Teaching and public work took up nearly the whole of his time; his leisure was devoted to home life and to an intimate circle of friends with whom he was bound by a common scientific fervour and by a University life. He kept up those friendships even after life had scattered them. His active kindness made him a centre of attraction to his relations and we were always very much surrounded. After his father died, in 1878, his mother and two of her grandchildren came to live with us. She was at that time sixty-four years of age and had the appearance of an old lady; she did not follow the fashion but wore her white hair simply parted and framing her face; alone her fine dark eyes had preserved their youthful sparkle and bore witness to her former beauty. She had a bright and cheerful disposition and a charming kindliness to every one; her desire for activity was unfortunately thwarted by the state of her health.
Elie showed his mother a tender solicitude which manifested itself in the smallest details; for instance, he who detested cards would play Patience with her; or he would drive her round the markets, which interested her like the good housekeeper she was. When he came in from the laboratory he never failed to go to her to ask her for details of her health; he talked to her playfully and affectionately, making her laugh, telling her the incidents of the day. She continued to be interested in everything, especially that which concerned her dear Elie, the “consolation of her life,” as she called him.
In spite of his affection for his mother, he bore her almost sudden death very stoically, knowing as he did that the grave heart disease from which she suffered was bound to cause her increasing pain.

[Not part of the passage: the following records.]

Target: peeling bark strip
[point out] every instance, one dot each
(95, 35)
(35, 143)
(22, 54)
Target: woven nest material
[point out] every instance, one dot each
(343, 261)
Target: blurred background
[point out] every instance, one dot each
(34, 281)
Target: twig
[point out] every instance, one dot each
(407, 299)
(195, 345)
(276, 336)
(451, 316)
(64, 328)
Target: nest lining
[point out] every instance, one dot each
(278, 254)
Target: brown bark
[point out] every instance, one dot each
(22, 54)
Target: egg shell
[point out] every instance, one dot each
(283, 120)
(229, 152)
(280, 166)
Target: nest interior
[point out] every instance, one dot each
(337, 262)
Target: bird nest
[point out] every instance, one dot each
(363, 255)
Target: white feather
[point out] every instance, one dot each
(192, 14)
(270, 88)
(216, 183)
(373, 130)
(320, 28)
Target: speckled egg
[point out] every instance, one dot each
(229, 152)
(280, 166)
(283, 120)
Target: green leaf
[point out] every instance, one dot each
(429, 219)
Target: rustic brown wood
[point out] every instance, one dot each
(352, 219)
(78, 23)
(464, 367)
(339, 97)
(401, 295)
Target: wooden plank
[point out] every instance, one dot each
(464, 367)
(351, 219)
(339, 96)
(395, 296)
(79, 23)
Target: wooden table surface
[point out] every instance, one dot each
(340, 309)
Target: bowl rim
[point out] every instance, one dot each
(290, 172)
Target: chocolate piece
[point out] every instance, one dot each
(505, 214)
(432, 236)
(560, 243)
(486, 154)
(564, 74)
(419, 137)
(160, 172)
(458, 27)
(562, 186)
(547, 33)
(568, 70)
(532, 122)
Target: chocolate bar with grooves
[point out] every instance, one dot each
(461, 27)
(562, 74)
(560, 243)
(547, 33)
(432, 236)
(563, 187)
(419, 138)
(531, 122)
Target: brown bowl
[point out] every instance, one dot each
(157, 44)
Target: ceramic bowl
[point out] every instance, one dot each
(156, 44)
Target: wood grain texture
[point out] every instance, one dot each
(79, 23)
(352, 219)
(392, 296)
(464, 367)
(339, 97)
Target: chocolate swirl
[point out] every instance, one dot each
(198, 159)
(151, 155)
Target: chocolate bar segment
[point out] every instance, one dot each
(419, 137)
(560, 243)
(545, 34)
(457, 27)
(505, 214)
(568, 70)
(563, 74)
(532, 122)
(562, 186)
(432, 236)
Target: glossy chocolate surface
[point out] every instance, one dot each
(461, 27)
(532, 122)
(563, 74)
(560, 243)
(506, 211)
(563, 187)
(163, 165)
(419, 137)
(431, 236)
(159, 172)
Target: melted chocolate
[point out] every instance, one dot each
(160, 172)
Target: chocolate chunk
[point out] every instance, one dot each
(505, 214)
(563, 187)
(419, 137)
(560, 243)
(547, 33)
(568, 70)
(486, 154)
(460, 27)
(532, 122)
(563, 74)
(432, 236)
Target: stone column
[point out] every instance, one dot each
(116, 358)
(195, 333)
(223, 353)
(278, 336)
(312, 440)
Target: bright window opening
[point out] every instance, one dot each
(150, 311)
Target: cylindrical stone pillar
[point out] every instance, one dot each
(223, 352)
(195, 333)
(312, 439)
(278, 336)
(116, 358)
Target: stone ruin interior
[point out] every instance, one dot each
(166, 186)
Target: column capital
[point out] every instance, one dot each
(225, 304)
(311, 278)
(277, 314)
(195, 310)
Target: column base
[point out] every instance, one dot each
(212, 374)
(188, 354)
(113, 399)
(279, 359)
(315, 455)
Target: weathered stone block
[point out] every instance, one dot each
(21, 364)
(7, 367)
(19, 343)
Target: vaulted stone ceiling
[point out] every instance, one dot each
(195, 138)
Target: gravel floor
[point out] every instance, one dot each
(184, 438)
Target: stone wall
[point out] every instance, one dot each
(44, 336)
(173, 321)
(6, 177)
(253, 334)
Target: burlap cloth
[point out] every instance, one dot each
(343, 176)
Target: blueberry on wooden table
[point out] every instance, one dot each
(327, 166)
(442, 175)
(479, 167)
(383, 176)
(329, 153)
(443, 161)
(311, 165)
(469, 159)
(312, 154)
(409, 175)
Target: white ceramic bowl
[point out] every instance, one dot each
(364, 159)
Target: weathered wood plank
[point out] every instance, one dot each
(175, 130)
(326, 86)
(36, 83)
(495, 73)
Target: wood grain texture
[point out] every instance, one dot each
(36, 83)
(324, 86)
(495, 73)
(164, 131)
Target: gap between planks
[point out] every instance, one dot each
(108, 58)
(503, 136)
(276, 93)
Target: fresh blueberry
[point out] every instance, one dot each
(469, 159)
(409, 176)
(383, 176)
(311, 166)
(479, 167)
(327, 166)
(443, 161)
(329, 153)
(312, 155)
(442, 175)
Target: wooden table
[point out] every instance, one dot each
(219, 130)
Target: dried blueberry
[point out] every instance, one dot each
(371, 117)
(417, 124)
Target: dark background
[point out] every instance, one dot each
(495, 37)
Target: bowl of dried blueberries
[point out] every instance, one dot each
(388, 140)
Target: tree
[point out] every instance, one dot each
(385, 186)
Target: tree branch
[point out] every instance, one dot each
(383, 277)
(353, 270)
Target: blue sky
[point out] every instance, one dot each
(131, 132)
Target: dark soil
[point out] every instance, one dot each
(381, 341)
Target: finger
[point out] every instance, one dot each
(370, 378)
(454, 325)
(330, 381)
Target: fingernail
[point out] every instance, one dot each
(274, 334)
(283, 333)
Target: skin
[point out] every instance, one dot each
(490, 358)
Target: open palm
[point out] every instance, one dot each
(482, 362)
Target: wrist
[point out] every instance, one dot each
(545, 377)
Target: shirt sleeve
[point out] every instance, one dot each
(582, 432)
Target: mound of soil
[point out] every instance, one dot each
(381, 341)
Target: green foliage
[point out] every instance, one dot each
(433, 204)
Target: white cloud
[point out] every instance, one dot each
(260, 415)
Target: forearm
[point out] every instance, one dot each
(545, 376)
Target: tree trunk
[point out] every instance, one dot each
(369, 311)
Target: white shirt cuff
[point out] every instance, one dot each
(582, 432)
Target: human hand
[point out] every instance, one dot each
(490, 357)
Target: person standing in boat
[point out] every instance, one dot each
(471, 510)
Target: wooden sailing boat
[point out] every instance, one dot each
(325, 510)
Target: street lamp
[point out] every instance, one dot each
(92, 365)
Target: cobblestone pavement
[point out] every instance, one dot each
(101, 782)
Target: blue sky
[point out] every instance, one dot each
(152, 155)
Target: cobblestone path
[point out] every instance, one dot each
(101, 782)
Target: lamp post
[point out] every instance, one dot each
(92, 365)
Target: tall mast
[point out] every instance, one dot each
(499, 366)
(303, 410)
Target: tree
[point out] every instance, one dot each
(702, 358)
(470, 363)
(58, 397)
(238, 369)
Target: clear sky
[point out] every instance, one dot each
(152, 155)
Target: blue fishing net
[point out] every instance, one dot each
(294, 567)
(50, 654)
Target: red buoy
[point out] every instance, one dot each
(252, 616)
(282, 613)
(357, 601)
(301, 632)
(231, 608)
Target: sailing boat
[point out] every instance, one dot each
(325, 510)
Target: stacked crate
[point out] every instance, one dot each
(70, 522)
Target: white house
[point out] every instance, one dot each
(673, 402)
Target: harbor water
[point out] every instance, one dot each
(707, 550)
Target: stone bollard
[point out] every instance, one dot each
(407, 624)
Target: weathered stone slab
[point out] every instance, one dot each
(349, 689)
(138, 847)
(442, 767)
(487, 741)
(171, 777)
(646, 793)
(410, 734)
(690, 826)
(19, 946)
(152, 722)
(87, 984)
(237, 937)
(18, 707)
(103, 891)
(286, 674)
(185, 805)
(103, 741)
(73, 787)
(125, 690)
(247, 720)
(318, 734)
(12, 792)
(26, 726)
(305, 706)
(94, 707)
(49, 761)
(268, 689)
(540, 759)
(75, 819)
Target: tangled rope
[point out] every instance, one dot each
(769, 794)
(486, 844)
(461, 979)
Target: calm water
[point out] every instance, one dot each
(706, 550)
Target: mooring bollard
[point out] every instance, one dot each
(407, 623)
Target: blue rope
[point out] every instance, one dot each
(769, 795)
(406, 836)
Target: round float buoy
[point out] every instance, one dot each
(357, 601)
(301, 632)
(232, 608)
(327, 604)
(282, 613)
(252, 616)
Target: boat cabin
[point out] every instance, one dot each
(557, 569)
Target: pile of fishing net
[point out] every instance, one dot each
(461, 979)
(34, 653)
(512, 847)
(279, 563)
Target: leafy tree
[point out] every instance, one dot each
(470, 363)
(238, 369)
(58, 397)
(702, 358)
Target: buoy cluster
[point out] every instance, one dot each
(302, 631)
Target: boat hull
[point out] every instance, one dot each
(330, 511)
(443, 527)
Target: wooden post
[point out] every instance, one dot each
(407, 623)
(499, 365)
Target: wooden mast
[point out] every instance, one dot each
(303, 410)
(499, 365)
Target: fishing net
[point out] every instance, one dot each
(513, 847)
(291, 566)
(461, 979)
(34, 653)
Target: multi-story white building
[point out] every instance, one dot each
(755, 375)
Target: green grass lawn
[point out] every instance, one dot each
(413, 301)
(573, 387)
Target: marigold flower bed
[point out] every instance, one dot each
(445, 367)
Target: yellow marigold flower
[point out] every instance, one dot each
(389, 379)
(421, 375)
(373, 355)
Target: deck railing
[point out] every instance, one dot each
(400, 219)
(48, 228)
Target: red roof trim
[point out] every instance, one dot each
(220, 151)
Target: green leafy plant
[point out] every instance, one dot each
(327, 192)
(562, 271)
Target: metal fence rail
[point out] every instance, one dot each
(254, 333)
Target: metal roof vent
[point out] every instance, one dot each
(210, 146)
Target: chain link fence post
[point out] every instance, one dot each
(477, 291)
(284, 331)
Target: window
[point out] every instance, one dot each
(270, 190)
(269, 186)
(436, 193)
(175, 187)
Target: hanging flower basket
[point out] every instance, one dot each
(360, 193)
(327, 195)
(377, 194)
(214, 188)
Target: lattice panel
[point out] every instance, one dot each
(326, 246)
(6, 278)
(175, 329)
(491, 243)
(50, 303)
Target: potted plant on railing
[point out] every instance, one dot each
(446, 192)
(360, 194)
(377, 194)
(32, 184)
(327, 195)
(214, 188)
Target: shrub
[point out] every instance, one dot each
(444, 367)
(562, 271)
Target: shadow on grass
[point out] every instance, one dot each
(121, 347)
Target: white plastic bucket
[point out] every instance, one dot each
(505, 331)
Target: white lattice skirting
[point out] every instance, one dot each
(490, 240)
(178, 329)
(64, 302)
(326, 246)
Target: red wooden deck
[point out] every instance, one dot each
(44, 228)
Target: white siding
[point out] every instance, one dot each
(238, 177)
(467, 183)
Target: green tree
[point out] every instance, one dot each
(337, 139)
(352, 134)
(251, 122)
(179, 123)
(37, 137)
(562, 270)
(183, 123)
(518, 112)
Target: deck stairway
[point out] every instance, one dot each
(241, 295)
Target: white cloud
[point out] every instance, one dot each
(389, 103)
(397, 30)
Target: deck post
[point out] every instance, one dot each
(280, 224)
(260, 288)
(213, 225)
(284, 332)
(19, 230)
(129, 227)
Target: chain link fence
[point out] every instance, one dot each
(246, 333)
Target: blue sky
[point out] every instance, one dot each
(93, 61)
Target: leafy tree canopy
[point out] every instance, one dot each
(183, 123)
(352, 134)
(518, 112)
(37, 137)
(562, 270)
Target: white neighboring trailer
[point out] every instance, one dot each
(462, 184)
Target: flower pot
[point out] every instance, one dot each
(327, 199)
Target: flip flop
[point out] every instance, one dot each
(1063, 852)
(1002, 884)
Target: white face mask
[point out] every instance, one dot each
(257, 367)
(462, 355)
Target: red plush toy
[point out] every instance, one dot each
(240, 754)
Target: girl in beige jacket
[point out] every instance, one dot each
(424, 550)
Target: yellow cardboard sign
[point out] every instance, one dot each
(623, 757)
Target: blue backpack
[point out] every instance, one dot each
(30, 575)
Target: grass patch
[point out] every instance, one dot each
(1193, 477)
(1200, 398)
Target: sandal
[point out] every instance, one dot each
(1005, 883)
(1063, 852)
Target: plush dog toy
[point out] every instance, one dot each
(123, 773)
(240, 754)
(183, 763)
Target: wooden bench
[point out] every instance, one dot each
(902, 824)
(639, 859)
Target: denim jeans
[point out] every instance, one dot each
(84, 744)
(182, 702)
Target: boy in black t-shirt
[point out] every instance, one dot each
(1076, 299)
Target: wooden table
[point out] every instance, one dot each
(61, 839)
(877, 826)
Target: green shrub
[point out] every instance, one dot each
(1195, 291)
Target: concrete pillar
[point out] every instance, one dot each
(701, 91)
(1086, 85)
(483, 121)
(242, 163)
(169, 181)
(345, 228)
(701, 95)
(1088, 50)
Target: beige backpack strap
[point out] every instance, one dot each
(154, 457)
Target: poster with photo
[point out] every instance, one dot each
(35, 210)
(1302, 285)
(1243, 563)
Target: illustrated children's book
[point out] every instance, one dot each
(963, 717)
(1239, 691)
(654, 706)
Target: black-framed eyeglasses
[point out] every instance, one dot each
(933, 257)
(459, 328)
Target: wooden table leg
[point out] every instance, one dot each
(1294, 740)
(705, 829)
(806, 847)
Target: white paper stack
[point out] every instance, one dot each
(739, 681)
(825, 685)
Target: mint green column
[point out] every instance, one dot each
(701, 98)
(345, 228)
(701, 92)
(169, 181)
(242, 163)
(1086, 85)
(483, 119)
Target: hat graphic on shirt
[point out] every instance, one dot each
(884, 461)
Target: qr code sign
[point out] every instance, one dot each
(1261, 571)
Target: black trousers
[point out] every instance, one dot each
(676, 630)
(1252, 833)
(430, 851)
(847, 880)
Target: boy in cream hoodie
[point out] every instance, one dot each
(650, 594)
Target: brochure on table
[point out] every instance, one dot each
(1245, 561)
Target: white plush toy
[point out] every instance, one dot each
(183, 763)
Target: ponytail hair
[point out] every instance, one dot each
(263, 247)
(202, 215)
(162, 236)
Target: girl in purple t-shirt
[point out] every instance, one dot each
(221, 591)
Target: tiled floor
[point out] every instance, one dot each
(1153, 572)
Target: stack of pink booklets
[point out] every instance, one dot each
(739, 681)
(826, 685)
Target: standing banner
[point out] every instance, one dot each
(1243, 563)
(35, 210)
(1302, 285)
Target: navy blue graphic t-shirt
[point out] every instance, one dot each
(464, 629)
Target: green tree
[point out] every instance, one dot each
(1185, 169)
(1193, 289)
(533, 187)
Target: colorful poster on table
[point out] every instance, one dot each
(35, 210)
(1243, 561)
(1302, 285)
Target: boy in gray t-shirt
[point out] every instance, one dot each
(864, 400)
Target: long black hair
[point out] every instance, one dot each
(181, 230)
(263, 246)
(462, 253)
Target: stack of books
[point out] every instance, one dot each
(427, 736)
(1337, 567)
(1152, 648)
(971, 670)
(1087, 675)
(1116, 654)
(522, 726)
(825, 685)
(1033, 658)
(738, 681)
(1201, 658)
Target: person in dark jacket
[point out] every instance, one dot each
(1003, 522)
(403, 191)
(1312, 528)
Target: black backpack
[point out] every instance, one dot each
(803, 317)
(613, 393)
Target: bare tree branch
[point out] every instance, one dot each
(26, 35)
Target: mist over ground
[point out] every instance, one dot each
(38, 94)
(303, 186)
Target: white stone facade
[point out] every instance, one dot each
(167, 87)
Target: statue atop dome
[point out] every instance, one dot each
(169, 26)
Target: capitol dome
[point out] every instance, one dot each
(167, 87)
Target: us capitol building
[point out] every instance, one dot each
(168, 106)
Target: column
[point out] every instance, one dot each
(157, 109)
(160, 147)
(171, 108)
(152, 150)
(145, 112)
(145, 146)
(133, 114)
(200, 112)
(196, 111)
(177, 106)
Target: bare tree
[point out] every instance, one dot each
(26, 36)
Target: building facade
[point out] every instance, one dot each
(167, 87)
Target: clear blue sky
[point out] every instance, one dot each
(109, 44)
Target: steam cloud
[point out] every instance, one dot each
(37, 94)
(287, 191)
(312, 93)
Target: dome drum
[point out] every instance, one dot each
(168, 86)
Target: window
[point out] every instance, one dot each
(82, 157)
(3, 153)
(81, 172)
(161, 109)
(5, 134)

My family became his, and the relations between him and my father became such that the latter, feeling ill and nearing his end, made him our guardian. Until the last my mother preserved for my husband a tender friendship which he fully returned. For years he bore the burden and responsibilities of the family. With my young brothers and sisters he kept up a tone of merry affection; always indulgent with them, he was anxious to neglect nothing that could be useful. Though ever led by the desire to procure happiness around him, it sometimes happened that he made a mistake in his appreciation and failed to reach his goal. The human soul is a riddle, life is complicated, and we ought not always to judge by results but by motives.... As far as I am personally concerned, his affection, kindness, and solicitude have always been unbounded. If during early years a few misunderstandings arose between us, they were due to my youthful obstinacy or to his nervous sensitiveness. We had our trials, but our friendship and deep affection emerged from them stronger and purer than ever. At a certain time, Elie, believing that happiness called me elsewhere, offered me my liberty, urging that I had a moral right to it. The nobility of his attitude was the best safeguard.... As years went on, our lives became more and more united; we lived in deep communion of souls, for we had reached that stage of mutual comprehension when darkness flees and all is light.
[CHAPTER XVI]
Metchnikoff at the age of thirty — Lecturing in Odessa University, from 1873 to 1882 — Internal difficulties — Assassination of the Tsar, Alexander II. — Further troubles in the University — Resignation — Bad health: cardiac symptoms — Relapsing fever — Choroiditis — Studies on Ephemeridæ — Further studies on intracellular digestion — The Parenchymella — Holidays in the country — Experiments on agricultural pests.
Elie Metchnikoff was now thirty years old, and his personality was fully characterised though it had not yet reached the culminating point of its development.
His dominating point was his passionate vocation; his worship of Science and of Reason made of him an inspired apostle. He had the faults and qualities of a rich and powerful nature. Vibrating through all the fibres of his being, he shed life and light around him. His temper was violent and passionate; he could bear no attack on the ideas which were dear to him, and became combative as soon as he thought them threatened. His was a wrestler’s temperament; obstacles exasperated his energy and he went straight for them, pursuing his object with an invincible tenacity; he never gave up a problem, however difficult, and never hesitated to face any sacrifice or any privation if he thought them necessary.